Acea: il titolo destinato a crescere secondo gli esperti dopo la presentazione del piano industriale

Acea presenta il piano industriale 2008-2011 e il mercato applaude. In realtà gli investitori avevano già scommesso sul titolo dell’utility romana.



Acea presenta il piano industriale 2008-2011 e il mercato applaude. In realtà gli investitori avevano già scommesso sul titolo dell’utility romana che in chiusura della scorsa ottava aveva messo a segno un netto recupero dopo la flessione accusata a seguito della presentazione dei risultati trimestrali che si sono rivelati inferiori alle attese, stando alle indicazioni di Cheuvreux.

Gli esperti del broker francese avevano confermato il rating outperform sul titolo con target price a 16 euro visto che “nonostante la debolezza emersa nell’ultimo trimestre Acea ha confermato la guidance di una crescita a doppia cifra per l’Ebitda”, sottolineando che la presentazione del nuovo piano industriale sarebbe stata l’occasione per dare nuova visibilità alla società.

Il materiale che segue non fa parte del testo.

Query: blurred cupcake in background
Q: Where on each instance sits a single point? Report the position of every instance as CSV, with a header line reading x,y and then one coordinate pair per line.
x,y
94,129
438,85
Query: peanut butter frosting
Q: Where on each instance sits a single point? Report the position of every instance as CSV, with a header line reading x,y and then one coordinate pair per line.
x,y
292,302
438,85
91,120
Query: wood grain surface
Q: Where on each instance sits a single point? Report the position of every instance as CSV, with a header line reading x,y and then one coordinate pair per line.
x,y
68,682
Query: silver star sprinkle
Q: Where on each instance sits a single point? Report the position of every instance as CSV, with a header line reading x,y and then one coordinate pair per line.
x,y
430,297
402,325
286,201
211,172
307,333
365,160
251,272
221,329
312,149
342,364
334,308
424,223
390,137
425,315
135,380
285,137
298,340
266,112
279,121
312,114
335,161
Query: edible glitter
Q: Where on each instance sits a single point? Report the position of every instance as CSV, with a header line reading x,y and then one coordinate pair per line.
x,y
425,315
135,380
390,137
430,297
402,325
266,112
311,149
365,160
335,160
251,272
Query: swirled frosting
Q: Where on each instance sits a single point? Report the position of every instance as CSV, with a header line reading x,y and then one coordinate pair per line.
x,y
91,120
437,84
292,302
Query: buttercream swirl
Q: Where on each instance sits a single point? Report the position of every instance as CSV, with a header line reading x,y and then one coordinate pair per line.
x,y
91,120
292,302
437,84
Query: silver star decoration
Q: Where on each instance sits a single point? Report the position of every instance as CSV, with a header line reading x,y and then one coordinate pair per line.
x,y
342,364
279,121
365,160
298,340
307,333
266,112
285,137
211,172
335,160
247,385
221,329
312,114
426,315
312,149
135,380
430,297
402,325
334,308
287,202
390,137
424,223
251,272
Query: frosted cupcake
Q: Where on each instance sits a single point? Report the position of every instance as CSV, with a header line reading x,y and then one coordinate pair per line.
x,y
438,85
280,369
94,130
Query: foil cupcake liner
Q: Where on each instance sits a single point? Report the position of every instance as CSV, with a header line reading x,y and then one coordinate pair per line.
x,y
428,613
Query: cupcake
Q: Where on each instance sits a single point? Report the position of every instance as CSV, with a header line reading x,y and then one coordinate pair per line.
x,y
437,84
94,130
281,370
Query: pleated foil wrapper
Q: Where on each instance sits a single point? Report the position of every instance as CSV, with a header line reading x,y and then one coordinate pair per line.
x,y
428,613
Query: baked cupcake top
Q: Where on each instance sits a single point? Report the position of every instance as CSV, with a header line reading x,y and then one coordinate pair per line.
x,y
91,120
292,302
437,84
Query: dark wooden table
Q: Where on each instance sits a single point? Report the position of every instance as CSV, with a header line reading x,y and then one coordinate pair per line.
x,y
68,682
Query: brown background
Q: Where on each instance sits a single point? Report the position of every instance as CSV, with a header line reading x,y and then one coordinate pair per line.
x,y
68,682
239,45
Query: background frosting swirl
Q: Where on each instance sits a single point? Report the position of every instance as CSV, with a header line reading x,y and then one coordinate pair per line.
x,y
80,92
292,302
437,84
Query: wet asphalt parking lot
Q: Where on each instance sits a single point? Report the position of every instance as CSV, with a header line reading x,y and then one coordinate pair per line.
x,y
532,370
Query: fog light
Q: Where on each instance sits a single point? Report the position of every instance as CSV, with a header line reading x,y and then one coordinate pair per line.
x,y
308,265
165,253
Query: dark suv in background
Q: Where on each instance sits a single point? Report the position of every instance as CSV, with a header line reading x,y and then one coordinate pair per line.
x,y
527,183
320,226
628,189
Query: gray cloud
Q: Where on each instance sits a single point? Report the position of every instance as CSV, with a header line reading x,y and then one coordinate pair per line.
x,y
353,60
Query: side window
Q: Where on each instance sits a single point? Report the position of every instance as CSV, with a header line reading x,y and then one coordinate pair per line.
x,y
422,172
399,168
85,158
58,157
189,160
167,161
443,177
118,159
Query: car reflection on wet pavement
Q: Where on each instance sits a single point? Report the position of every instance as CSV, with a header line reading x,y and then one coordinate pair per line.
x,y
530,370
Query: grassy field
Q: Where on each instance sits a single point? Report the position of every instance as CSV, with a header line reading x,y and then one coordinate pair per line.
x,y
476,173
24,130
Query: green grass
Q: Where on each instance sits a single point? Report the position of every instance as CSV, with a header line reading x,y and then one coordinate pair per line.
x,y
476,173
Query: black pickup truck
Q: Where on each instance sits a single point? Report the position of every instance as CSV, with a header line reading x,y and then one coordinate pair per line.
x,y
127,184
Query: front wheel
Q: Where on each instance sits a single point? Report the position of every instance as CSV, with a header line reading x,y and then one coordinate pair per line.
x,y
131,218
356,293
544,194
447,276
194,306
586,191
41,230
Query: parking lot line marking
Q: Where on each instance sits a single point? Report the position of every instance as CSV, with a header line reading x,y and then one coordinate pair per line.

Così è stato: la municipalizzata romana si attende una crescita nell’ordine del 10% medio annuo del margine operativo lordo (che dovrebbe attestarsi a 858 milioni di euro nel 2012 grazie anche al consolidamento di Tirreno Power a partire dal 2008) e un utile netto di gruppo in aumento a 203 milioni di euro nel 2008 e a 292 milioni nel 2012. Gli investimenti complessivi previsti nel quadriennio sono pari a 2.054 milioni di euro. Prospettive che hanno allettato gli investitori.

Ma a trainare al rialzo le quotazioni della multiutility sono stati anche i nuovi accordi in campo idrico, dopo la crescita quasi piatta registrata in questo business nell’ultimo trimestre.

Acea infatti ha firmato un accordo quadro a Firenze per l’avvio del processo di costituzione di un operatore idrico al servizio di 2,4 milioni di cittadini il cui fatturato sarà pari a oltre 300 milioni di euro.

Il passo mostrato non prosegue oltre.